Handing my scantily filled-out paper back to Reggie, he quickly walked back over to me and said quietly, “are you sure you want to hand this in like this?” Damn so I had to use it to articulate my identifying the wine, like the row below me had; I got busy using the time we had left to flesh out my decisions with their language with sweat popping out of my forehead, face red with embarrassment and a sudden surge of high blood pressure.
So, Reggie did not have to do what he did, and I don’t know if he even remembered me at DiVine and felt sorry for me…
Back before the Service portion, before I was on the edge of quitting, the Master Somms were heading up-stairs, passing quietly through the gaggle of stressed-out students in the reception area waiting to be called up in fives for the Service test…Some took the elevator, but Reggie was using the stairs, one of the steps of which I was sitting on as I was not part of any of the huddling cliques in the packed room.
Just as he passed me, without moving, without thinking I suddenly heard myself say “thank you Reggie”…I was thanking him for enchanting me at DiVine, for handing back my test, for working with me during the blind tasting exercise, leading down a path to where we ended up with an Old World red blend.
His leg hung in the air for a split second, then his accent continued, my gratitude momentarily lifting my gloom.
Not much later, leaning against that wall, I heard the footsteps of the next group, minus one… Holding Reggie in the back of my mind, we entered the room, with my shoes slapping smartly as I began to serve a Master Sommelier, and his table of elegant, hungry ghosts.

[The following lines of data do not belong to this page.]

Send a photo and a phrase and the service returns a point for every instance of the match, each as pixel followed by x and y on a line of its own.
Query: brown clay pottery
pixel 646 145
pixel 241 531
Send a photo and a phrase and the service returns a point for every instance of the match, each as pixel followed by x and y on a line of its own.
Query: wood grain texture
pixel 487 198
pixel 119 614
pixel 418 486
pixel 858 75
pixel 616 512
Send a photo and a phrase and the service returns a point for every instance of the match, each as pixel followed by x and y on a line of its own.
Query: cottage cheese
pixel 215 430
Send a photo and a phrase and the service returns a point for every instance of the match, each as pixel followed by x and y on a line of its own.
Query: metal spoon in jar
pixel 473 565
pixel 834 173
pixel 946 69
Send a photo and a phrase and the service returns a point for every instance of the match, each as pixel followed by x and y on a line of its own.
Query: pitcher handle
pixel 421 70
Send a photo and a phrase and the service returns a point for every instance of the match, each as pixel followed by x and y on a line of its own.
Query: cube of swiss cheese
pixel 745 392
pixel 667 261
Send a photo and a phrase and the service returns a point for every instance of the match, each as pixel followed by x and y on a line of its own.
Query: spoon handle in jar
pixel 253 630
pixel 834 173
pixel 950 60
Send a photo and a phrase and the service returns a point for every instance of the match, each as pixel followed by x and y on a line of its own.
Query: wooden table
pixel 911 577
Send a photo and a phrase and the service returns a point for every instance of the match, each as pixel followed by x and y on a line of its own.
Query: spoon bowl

At the end of that day, at the end of the exams, we were going to be kept waiting for a long time for the results; a student that was taking the exam for the second time said this was an unusually long wait. Just then one of the admins emerged from the closed door of the sanctum holding our future, ran down to the desk and grabbed another graduation packet, barley glancing back as she raced back and slammed the door.